As much as competitors might want to credit something otherworldly for Drake’s all-out dominance in 2018, it wasn’t so much a higher spirit at work as the well-oiled machine that is Aubrey Graham Inc. “God’s Plan,” the top song of the year with a consumption total of 5.5 million, started with a leaked snippet that instantly garnered a strong reaction.

“It was clear [right away] what we had,” says Drake’s longtime producer Noah “40” Shebib, who is credited on the track alongside Cardo, Yung Exclusive and Boi-1da. “We knew it had to be released.”

The next lightbulb moment came with the concept for the video, during which Drake doled out nearly $1 million, the clip’s allotted budget, to needy recipients in the Miami area and beyond, including a local high school, homeless shelter, grocery store and a student struggling with tuition fees. “Don’t tell the label,” the title screen teased. The video premiered in February, a month after the song’s debut, and so far has racked up more than 875 million views on YouTube alone.
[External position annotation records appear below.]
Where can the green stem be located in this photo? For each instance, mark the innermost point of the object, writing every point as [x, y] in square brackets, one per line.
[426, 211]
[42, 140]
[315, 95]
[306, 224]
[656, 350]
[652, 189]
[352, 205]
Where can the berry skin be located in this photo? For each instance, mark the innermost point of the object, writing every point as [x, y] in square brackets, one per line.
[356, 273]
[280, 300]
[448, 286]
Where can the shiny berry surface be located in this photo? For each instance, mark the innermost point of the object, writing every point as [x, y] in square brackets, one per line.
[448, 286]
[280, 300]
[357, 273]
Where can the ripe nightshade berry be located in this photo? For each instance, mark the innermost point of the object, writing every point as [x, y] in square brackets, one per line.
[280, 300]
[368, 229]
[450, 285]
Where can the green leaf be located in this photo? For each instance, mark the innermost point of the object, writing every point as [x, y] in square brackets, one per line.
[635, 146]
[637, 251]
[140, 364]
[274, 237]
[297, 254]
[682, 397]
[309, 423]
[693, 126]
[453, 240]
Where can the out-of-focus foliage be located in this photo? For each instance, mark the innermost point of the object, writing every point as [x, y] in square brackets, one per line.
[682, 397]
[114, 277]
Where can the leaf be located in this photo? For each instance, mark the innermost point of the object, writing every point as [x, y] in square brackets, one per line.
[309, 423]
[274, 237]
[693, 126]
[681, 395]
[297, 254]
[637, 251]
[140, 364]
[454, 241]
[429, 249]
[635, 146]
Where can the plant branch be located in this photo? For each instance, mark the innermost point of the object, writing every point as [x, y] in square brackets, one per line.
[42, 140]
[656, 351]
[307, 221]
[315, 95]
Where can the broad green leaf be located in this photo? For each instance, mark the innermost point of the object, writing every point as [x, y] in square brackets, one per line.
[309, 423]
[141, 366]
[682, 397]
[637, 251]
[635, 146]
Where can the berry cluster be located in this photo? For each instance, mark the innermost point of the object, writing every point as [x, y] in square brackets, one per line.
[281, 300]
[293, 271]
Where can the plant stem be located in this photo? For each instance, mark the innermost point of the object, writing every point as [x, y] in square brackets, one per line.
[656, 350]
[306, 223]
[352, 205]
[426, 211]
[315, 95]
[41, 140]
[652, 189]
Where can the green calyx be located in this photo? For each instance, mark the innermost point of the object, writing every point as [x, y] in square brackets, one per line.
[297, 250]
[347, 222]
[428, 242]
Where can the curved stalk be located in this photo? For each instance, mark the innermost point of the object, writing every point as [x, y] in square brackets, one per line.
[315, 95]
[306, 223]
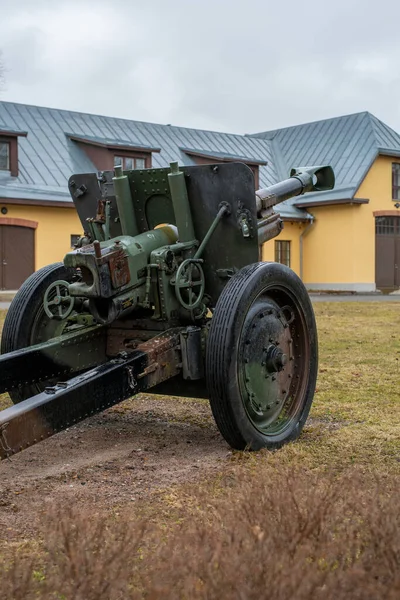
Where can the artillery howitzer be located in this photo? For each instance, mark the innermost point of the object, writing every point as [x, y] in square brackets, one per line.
[165, 291]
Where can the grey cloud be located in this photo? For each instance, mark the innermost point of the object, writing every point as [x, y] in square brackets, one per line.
[226, 65]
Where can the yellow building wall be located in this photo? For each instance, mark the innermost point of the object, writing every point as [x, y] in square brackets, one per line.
[340, 247]
[377, 186]
[53, 234]
[291, 233]
[328, 246]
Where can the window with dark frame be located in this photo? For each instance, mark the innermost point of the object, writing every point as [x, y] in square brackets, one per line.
[4, 156]
[282, 252]
[396, 181]
[74, 239]
[129, 163]
[387, 225]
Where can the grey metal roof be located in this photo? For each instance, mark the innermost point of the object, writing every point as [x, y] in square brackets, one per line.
[47, 156]
[350, 144]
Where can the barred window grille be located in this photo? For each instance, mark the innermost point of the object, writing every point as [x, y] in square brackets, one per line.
[4, 156]
[396, 181]
[282, 252]
[387, 225]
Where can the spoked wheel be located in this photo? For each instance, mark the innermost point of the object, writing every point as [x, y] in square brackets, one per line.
[262, 357]
[27, 323]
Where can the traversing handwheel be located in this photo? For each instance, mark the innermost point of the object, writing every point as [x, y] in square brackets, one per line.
[190, 278]
[57, 302]
[262, 357]
[27, 323]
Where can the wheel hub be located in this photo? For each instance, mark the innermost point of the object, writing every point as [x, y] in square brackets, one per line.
[275, 359]
[269, 368]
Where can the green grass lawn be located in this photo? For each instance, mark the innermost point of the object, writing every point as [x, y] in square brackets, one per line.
[355, 416]
[320, 512]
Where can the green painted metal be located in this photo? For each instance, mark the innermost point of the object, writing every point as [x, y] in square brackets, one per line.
[124, 203]
[180, 200]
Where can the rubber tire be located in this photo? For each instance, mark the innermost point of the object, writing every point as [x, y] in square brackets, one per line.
[21, 316]
[222, 354]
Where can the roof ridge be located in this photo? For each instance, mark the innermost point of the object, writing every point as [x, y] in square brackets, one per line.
[163, 125]
[375, 122]
[307, 123]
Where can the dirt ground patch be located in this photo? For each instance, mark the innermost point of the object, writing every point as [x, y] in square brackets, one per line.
[139, 455]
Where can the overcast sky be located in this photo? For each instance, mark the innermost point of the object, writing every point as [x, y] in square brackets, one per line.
[229, 65]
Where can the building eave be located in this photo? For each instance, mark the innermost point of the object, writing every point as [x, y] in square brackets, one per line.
[223, 157]
[30, 202]
[314, 203]
[112, 145]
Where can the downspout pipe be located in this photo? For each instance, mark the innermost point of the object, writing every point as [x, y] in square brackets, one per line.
[306, 230]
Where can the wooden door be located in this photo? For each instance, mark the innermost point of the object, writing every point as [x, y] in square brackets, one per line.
[17, 255]
[387, 253]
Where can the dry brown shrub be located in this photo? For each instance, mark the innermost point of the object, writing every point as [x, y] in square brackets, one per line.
[287, 535]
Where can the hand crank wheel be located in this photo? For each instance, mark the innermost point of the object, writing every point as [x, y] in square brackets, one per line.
[26, 322]
[262, 357]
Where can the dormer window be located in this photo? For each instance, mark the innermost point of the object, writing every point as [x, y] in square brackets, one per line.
[206, 157]
[9, 149]
[128, 163]
[106, 154]
[4, 156]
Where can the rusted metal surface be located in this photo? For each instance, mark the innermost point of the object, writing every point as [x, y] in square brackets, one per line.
[71, 401]
[119, 268]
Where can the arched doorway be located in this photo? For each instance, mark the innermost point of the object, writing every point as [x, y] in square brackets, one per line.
[17, 252]
[387, 252]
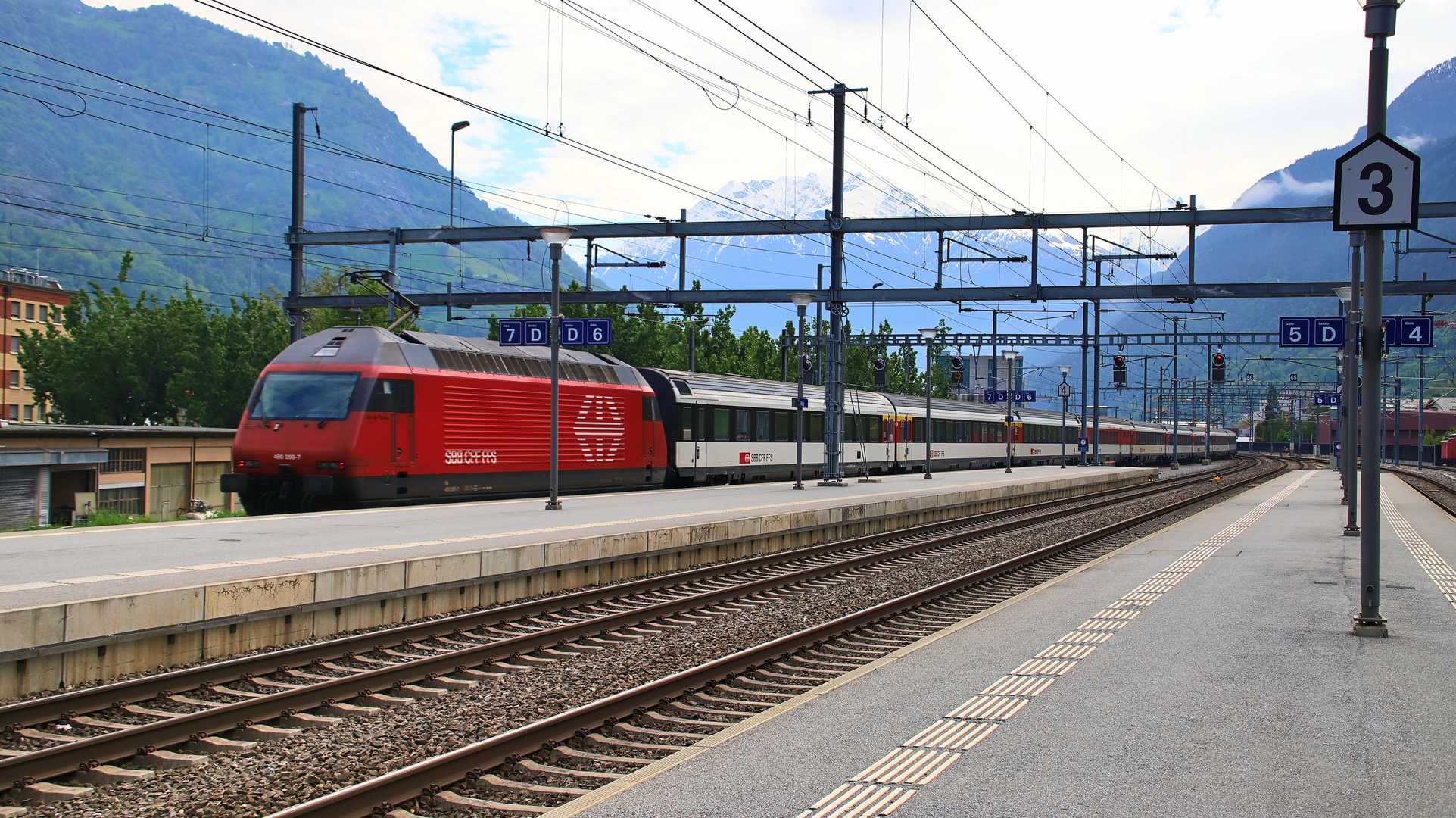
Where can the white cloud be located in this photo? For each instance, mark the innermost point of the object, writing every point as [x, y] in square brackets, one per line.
[1199, 95]
[1268, 189]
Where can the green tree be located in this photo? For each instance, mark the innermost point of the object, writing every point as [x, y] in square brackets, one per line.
[118, 360]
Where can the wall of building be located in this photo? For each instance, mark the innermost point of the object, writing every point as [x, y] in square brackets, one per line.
[151, 470]
[28, 301]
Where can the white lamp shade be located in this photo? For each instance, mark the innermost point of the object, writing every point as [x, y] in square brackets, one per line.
[557, 236]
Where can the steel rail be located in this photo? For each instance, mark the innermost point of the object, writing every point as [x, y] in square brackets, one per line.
[67, 757]
[361, 799]
[1446, 495]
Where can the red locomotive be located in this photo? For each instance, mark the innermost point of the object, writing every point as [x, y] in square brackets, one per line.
[360, 417]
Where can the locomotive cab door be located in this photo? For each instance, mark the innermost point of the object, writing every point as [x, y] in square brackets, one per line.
[398, 398]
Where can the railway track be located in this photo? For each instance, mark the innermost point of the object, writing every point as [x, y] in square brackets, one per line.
[548, 763]
[77, 731]
[1440, 491]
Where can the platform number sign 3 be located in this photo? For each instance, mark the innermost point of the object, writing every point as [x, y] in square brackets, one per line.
[1378, 186]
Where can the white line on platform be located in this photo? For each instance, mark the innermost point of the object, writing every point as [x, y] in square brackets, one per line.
[469, 539]
[965, 725]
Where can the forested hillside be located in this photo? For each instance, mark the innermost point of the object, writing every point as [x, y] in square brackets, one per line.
[165, 134]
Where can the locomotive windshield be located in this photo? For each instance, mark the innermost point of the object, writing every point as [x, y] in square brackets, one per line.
[303, 396]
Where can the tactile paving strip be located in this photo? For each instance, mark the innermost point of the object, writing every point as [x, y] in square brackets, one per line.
[1426, 557]
[932, 750]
“The video was a really special moment for all of us,” Shebib says. “And possibly more real than anyone will ever understand.”
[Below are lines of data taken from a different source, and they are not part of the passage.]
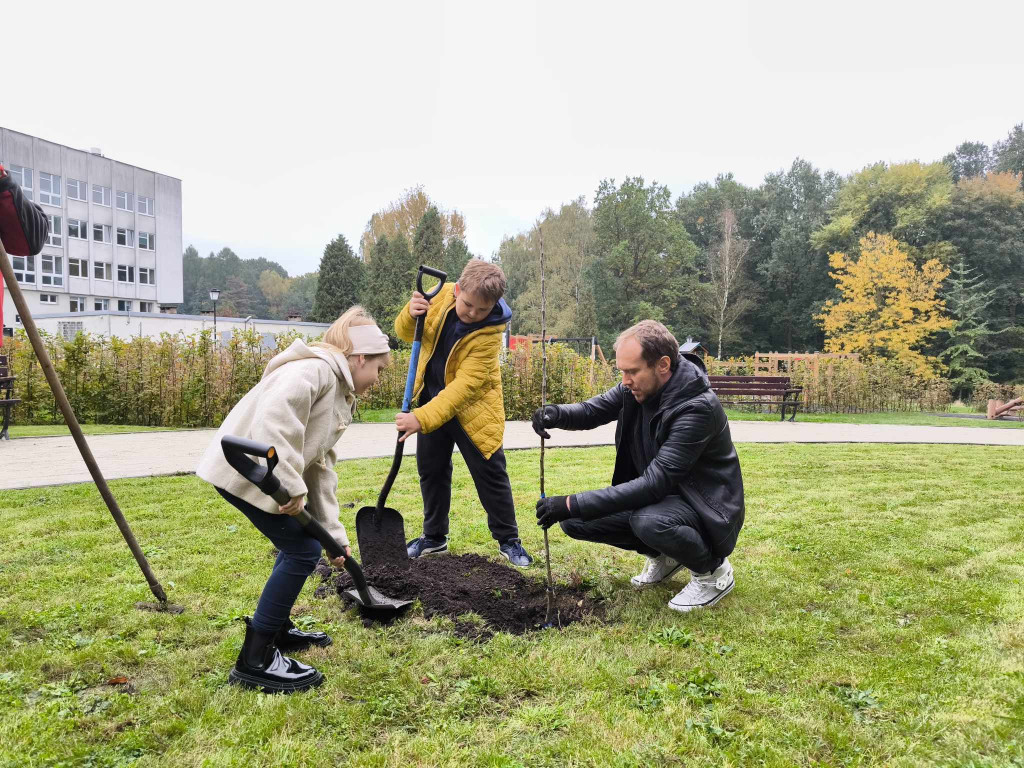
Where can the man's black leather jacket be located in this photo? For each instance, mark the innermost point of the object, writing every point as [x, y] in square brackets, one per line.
[693, 454]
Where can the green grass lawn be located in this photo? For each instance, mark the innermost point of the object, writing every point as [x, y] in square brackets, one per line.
[878, 620]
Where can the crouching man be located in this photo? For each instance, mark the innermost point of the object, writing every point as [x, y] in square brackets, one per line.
[677, 493]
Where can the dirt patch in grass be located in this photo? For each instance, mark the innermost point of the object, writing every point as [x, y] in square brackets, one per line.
[481, 596]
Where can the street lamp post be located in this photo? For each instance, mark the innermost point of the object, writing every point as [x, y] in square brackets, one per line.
[214, 295]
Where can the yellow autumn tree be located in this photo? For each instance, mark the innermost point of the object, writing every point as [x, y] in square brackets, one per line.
[889, 306]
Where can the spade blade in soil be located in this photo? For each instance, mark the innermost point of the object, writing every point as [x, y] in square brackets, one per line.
[382, 537]
[381, 607]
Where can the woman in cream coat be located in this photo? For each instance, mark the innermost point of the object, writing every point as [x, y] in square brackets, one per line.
[301, 407]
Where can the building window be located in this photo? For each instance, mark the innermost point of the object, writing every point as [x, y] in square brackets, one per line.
[70, 329]
[101, 196]
[25, 268]
[49, 189]
[78, 228]
[77, 189]
[52, 269]
[55, 238]
[124, 201]
[24, 177]
[101, 232]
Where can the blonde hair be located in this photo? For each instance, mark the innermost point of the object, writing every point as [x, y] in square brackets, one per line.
[484, 279]
[337, 335]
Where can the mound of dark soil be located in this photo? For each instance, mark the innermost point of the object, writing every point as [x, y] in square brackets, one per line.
[456, 585]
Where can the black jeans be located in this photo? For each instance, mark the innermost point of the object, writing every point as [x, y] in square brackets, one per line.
[298, 554]
[433, 459]
[670, 527]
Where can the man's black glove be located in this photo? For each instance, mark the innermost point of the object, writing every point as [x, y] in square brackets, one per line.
[544, 419]
[553, 509]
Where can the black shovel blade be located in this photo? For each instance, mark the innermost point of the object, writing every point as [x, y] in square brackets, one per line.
[381, 607]
[382, 537]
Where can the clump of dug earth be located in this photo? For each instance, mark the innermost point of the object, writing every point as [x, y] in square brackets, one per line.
[455, 586]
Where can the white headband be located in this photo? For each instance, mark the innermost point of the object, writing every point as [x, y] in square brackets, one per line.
[368, 340]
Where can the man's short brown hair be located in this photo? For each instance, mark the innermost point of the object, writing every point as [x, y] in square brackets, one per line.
[655, 340]
[483, 279]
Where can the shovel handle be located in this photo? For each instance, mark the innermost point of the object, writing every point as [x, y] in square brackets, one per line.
[237, 452]
[336, 550]
[414, 357]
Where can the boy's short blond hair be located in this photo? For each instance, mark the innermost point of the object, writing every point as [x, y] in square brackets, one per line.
[483, 279]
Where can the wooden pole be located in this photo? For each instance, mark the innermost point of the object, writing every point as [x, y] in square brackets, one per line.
[76, 430]
[544, 401]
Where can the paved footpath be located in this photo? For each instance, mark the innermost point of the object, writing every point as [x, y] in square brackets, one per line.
[32, 462]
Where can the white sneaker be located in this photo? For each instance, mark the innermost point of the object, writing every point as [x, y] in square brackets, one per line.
[656, 570]
[705, 589]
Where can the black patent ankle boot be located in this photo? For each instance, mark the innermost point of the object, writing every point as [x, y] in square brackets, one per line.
[290, 638]
[261, 666]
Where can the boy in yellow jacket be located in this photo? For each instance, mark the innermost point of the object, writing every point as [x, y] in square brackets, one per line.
[459, 390]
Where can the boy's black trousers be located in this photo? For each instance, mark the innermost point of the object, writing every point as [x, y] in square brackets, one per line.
[433, 459]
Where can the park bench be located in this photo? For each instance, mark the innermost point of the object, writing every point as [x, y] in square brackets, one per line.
[7, 399]
[758, 390]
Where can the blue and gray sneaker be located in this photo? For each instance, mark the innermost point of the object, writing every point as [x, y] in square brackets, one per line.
[512, 549]
[426, 546]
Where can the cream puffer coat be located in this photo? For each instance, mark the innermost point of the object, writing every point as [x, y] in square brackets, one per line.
[302, 406]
“God’s Plan,” with its endlessly quotable lyrics — “I only love my bed and my mama, I’m sorry” — also showed a vulnerable side to the Toronto rapper. To wit, the lines: “I been movin’ calm, don’t start no trouble with me / Tryna keep it peaceful is a struggle for me,” and the refrain, “A lot of bad things … they wishin’ on me.” The song’s accessibility carried it over to Top 40 and Rhythm, where it’s nearing 3 billion radio impressions to date.
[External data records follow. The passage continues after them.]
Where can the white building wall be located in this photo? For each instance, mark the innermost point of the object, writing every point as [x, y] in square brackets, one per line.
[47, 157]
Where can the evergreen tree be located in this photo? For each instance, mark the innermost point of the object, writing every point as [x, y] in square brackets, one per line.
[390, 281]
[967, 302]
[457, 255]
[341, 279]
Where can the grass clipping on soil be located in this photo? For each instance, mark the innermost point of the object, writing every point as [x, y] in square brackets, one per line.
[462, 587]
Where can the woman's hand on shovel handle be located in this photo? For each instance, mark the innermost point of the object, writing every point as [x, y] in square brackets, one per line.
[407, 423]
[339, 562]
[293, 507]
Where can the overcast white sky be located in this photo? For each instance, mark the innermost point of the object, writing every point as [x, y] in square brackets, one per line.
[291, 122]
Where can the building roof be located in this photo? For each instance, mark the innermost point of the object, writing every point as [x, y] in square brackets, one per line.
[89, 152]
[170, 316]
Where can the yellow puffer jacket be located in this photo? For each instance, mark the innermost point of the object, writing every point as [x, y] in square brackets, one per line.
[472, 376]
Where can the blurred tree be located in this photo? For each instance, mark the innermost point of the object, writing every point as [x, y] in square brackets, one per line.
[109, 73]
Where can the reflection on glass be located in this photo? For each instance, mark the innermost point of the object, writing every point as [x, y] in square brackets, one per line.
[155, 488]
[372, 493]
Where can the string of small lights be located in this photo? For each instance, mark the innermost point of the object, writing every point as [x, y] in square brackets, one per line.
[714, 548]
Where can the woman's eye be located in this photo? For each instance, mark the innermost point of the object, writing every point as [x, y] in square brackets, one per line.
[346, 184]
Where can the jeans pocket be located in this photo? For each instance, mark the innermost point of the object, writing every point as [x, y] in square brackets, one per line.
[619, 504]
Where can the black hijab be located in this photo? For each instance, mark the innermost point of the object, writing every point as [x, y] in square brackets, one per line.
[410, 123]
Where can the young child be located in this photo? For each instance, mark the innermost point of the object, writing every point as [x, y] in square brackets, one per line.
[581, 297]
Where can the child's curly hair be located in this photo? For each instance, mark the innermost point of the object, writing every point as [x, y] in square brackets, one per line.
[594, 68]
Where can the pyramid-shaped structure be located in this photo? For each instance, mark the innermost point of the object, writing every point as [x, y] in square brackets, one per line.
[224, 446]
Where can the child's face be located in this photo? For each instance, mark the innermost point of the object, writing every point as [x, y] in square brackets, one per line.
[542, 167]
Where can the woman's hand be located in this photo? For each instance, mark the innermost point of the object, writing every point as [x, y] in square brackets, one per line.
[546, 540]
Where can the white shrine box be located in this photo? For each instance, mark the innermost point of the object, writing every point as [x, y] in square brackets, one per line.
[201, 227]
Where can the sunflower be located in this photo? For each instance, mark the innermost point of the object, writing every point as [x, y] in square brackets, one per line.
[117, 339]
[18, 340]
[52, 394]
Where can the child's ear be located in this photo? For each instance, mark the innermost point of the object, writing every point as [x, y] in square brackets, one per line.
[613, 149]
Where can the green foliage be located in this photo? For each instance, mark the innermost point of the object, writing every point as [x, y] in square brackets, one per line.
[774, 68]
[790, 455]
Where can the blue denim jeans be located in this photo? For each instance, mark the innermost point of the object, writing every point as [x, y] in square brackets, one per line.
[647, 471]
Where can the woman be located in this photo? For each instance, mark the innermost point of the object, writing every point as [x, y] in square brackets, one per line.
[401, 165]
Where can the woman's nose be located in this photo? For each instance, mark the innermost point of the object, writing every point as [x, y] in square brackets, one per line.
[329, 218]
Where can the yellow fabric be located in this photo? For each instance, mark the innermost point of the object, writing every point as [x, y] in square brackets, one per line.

Leading the Drake charge at Republic were exec VP and general manager Jim Roppo, exec VP of commerce, streaming and digital strategy Kevin Lipson; and executive VP of international marketing Mike Alexander. The strategy, to create multiple marketing events through advertising, digital initiatives and a video roll-out campaign, included a global takeover of Spotify. The album art to “Scorpion” covered more than 100 playlists, including every Hits playlist around the world and, between “God’s Plan,” “In My Feelings” and “Nice for What,” Drake claimed the top spot on the streamer’s chart for more than 150 days.

“Songs need a reason to exist,” says Shebib. “’God’s Plan’ was exactly that.”